Дождались. Осеннее равноденствие -

вот оно.

Главное, что равно -

это сила действия

и сила противодействия.


2.


Матерюсь. Со вкусом. Отчаянно.

Какого ты - в мою жизнь?!

Не пиши.

Мать твою, вот это случайность!..


3.


Пока ни один из нас от разрыва сердца

не лег на лестнице -

это лечится.

Увеличь количество мегагерц.


4.


Еще - уже - не

привыкла,

гвоздь забила,

освоилась.

Не скучаю.

Ты, попросту говоря,

из моего октября

цедишь лимонный сок для черного чая.


5.


Вот бы прямо под эти капли

выстелить шаг а-ля шарф -

вот так:

длинной дорожкой, обрывающейся внезапно.


Эвридика

И.Ш.


Это время уходит так тихо,

что кошка заснула на тысячу лет,

позабыв про охоту.

Это время снимает с Дюймовочки

шорох акаций и красные листья.

И нежнейшая слабость,

и томность во взгляде,

и медленность речи –

все вчера пролилось мимо края,

а кажется, будто приснилось.


Силуэт в твоем кресле светлеет,

портретное сходство имеет значение

только в альбоме.

Смех Дюймовочки тает,

а выдержка снимка - пятнадцать секунд –

растянулась на годы.

Циферблат навострил свои стрелы.

Он целится в лица –

на долгую, долгую память...

Все, возможно, не так.

На балконе не дождь - это бабочка бьется о стекла.


Я уже ничего не боюсь.

Вся усталость осталась в июне

ушедшей орфической эры,

безболезненно канула в Лету.

Вдоль этой реки не взойдет ни фантом, ни виденье.
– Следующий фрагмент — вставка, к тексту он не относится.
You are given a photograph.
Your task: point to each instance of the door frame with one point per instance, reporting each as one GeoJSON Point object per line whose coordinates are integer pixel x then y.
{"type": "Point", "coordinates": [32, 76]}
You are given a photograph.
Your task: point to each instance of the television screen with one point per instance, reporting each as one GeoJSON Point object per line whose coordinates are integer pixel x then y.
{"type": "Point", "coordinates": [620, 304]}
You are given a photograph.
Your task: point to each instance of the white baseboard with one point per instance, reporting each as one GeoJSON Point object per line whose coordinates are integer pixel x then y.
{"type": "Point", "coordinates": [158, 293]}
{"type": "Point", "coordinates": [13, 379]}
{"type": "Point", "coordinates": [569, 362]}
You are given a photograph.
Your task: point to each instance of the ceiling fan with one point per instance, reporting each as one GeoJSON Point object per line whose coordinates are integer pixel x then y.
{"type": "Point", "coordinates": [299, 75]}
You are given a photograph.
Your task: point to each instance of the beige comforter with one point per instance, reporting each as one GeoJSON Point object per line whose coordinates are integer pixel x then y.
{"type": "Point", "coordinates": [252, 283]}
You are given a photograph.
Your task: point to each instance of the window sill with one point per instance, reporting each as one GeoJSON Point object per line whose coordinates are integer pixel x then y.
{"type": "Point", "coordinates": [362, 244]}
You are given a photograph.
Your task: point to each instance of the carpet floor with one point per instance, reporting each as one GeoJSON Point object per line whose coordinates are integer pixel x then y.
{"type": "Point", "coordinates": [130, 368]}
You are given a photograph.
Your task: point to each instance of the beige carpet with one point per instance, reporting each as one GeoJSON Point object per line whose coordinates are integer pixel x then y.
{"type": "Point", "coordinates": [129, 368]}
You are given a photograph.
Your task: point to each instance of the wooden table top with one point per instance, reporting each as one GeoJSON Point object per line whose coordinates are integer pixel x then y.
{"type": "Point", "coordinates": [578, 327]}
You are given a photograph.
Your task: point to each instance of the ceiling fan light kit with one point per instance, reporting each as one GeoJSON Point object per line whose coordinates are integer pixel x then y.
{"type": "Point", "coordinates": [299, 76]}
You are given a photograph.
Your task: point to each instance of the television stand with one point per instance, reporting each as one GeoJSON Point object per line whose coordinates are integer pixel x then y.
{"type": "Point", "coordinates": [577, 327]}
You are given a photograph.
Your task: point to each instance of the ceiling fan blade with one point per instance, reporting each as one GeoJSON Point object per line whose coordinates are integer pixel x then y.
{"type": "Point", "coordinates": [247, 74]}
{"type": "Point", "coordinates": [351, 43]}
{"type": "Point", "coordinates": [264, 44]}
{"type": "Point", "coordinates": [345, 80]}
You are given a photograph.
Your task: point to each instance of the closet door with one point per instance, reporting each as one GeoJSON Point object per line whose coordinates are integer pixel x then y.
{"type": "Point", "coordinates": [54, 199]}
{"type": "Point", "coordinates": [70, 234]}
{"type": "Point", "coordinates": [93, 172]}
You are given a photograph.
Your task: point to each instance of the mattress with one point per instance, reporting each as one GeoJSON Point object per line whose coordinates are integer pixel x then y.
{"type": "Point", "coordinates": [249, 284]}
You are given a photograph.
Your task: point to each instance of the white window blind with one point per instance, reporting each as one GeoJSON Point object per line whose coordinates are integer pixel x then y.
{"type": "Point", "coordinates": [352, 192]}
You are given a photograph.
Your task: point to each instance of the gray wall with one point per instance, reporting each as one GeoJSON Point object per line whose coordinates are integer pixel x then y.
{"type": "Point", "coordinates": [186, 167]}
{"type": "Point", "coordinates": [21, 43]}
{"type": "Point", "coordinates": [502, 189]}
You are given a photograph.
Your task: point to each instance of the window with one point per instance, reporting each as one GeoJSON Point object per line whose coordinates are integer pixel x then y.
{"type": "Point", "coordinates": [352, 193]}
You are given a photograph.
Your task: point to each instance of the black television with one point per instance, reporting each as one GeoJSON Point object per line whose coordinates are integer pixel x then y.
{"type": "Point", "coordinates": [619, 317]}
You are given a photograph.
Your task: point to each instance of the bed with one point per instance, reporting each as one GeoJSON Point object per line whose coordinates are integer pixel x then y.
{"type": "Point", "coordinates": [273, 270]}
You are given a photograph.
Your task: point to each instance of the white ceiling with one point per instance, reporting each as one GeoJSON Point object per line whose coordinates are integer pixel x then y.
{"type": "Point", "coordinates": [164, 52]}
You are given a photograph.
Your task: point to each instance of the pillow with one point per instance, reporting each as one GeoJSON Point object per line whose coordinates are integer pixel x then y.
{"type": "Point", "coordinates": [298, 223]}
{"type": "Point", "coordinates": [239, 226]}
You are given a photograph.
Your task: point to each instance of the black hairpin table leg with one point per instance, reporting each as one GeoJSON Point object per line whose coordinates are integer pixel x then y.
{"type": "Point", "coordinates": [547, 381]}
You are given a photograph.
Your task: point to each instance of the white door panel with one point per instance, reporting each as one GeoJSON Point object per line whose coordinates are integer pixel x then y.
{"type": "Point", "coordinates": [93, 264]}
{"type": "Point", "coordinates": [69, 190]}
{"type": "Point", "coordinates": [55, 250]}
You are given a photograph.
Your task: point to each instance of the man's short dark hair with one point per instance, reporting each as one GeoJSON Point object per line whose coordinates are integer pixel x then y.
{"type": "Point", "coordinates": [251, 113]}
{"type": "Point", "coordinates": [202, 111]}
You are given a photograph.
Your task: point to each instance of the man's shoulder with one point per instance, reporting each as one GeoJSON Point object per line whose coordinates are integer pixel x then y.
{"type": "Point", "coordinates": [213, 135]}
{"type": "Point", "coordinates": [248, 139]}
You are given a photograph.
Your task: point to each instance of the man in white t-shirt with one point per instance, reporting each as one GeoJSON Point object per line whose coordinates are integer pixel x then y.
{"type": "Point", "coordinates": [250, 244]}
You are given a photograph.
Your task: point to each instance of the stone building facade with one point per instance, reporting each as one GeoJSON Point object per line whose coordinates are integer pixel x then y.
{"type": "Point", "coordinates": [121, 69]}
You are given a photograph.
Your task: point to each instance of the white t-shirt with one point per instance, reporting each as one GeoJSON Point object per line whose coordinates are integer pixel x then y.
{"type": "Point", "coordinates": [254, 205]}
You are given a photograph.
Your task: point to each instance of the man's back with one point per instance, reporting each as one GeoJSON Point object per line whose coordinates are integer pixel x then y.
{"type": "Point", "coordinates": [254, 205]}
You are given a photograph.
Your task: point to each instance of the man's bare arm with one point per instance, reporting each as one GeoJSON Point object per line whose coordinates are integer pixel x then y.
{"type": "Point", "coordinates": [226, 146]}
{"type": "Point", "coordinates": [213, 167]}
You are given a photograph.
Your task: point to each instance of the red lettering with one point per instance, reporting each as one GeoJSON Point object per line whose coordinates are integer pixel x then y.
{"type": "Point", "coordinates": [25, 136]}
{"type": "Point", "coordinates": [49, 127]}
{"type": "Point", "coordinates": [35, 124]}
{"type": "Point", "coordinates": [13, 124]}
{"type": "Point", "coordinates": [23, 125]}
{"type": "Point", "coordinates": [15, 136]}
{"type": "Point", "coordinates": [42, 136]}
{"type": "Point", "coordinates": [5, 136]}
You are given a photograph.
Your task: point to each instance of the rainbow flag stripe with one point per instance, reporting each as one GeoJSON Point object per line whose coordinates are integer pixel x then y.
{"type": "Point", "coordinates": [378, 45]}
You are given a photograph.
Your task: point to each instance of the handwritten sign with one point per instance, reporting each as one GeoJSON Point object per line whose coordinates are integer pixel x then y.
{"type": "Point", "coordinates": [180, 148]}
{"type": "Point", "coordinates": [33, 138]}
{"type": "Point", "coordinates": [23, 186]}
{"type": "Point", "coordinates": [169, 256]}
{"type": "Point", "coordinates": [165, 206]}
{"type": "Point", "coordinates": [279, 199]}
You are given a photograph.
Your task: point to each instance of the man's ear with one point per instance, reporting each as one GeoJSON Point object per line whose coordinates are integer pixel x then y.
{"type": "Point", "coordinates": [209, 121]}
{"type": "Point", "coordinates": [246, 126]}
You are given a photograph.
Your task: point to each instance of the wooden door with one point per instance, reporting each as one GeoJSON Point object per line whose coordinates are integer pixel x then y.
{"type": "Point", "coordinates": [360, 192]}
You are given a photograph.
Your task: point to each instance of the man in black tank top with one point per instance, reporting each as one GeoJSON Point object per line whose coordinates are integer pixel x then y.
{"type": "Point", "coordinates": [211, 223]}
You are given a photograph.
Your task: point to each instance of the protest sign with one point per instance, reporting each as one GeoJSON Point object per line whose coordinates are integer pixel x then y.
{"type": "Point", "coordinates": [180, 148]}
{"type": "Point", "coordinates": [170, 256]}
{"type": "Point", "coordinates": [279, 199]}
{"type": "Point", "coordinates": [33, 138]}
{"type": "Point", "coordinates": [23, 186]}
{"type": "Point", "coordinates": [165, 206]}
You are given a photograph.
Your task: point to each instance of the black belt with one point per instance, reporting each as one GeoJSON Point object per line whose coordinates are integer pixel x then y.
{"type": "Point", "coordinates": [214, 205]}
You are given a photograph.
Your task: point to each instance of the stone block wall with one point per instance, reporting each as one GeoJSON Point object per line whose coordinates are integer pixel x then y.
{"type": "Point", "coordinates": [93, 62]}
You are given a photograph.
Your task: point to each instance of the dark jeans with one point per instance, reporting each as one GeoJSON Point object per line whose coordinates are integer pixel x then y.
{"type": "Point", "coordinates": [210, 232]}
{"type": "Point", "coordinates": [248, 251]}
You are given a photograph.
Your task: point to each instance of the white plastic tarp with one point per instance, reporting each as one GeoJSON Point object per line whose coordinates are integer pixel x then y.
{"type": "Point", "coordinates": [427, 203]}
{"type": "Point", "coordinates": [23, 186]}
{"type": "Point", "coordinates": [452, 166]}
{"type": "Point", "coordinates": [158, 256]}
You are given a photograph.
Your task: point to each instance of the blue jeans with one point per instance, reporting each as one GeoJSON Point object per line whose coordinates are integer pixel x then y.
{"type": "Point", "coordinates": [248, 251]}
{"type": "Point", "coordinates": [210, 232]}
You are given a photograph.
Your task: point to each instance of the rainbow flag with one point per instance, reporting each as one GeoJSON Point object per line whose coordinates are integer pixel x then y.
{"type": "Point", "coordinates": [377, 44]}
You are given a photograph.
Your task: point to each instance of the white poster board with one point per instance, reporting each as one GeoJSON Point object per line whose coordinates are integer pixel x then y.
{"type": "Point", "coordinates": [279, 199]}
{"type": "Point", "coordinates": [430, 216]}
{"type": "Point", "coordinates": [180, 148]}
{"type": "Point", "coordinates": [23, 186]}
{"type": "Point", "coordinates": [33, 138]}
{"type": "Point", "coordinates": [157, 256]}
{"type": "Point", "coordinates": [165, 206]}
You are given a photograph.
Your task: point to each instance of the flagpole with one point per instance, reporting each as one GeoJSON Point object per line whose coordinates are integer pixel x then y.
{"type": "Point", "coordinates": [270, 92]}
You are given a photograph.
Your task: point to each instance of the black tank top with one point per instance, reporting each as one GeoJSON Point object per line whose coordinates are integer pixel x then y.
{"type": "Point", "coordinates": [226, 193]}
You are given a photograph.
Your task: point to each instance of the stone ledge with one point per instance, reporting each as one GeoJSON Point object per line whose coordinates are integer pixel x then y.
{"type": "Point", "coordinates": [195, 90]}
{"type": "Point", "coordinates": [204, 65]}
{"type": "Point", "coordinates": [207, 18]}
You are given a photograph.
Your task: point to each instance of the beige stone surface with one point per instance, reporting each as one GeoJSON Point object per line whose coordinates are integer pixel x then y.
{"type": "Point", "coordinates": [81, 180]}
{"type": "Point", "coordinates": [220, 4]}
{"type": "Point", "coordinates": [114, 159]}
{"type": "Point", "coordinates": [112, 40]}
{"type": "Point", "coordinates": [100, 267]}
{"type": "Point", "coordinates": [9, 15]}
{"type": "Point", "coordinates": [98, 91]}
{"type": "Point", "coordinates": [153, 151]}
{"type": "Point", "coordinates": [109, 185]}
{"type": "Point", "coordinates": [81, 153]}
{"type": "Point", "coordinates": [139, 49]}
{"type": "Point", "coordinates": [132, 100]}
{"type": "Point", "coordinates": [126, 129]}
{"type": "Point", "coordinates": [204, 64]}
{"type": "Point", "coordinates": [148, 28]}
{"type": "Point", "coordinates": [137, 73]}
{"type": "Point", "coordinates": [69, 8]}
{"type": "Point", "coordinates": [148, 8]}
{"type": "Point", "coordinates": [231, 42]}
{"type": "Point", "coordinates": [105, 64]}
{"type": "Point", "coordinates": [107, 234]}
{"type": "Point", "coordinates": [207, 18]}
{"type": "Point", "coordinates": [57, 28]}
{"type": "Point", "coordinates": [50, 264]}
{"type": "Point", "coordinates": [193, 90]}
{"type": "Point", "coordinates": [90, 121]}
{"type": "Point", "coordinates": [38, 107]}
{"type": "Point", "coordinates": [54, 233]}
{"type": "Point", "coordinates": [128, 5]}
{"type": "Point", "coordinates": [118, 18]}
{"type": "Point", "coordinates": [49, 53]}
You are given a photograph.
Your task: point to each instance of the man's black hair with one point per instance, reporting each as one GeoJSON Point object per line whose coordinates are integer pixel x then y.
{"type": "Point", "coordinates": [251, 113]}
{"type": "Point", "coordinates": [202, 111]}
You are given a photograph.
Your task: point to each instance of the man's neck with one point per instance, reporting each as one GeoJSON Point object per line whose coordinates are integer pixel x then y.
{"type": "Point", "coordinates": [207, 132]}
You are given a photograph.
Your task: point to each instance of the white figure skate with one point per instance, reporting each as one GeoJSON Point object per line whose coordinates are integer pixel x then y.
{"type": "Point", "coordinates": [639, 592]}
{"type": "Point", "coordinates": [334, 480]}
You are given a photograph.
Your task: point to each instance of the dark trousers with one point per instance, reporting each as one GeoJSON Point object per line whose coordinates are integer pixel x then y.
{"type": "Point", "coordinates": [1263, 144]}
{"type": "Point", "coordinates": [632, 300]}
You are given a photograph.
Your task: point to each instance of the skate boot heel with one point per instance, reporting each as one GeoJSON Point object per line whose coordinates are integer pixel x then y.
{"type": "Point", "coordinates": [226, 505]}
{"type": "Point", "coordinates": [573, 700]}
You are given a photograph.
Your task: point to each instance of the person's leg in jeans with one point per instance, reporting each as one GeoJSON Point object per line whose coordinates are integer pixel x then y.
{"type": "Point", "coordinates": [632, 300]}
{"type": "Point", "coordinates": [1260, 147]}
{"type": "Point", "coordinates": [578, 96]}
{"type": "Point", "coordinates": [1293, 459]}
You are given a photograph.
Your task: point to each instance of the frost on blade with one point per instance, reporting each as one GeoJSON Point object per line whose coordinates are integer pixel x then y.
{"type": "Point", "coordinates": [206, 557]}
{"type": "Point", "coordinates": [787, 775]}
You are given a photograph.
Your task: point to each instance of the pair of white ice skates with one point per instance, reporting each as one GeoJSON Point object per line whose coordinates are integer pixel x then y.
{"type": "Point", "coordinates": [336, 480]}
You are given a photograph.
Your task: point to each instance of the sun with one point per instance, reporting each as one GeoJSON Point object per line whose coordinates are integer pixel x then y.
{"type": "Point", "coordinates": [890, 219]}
Так бесплотна, бесплодна гармония.

Между эпохами пусто и тихо.

И в прохладном безвременье

можно понять:

упустить тебя - значит, забыть свое имя.


Если маятник снова качнется,

поддавшись желанию вновь испытать гравитацию яви,

Ты пройдешь мимо края и сделаешь фото,

но бездна не будет манить

с той же силой, как прежде.

Я проснусь возле брода речного,

в наставшей эпохе апреля

Орфей с Эвридикой помолвлен.

В полудреме потянется кошка.

Дюймовочка вновь прорастет в твоем кресле.


©Ольга Дымникова




^ ЮЛИЯ СМОРОДИНА

ПОКАЗАЛОСЬ

* * *

Показалось

А пахло как в детстве

Солнцем, небом, асфальтом,

Травой

На качелях взмахнуло так сильно,

Что зажало, как в детстве,

В груди

Показалось

А я все спокоен

Все такой же пью чай по утрам

Так же тапочки ставлю

На ночь,

Заперев пустоту

Замком

И лишь встав за водой на кухню

Мимо окон

Случайно

Пройду


^ Прости меня Анна-Мишель


Анна-Мишель шла с открытой спиной,

А на ней –

Дракон!

Ах, Анна-Мишель,

От Вас же ждут благоразумия, благочестивости,

А вы разгуливаете -

Страшно сказать! –

С драконом на спине!

Анна-Мишель ничего им не ответила,

А взяла большущую кружку горячего чая

И гордо удалилась.

Дракон посмотрел на оставшихся

Презрительно.


©Юлия Смородина


^ АЛЕКСАНДР ЧУРАЕВ

ПОВЕСТКА ПРИШЕЛЬЦУ


Океан простирался перед ними, прозрачно-синий, хмельной, словно молодое вино далекой родины. Шумел ветерок, бегущий от далеких гор, напоенный свежестью их вершин. Лохматил пальмы побережья.

Трое пришельцев стояли на песчаной косе дикого берега. Солнце поднялось высоко; жарко играло бликами на боках корабля за спинами троих.

– Это хорошая планета, – сказал один и положил ладонь на плечо командиру.

Высокие и стройные пришельцы, одетые в аккуратные комбинезоны, любовались легкими волнами. Волны тихонько шипели, набегая на песок.

– Это – хорошая планета, – повторил командир тихо. Прикрыл глаза, глубоко вдохнул щекочущий воздух океана.

– Пора, – сказал третий. – Здесь есть люди.

Пришельцы пошли на корабль. Через минуту он, серебристый и быстрый, исчез в небе.


Господин Браун любил тишину. Он сидел на балконе своего особняка, оглядывая луг. После долгих лет на Уолл-стрит он считал себя вправе спокойно отдыхать в своем доме на зеленом поле – двадцать гектаров. На хорошем поле, где есть прохладный ручей, рощица вязов, луг высокой травы, и – трехметровая стена в три кирпича, отделяющая владение от суетливого мира. Дом и участок обошлись недешево, хотя Браун и сэкономил прилично, когда после сделки отсудил у риэлтерской конторы половину стоимости. Повод был надуманный, но цель оправдывает средства.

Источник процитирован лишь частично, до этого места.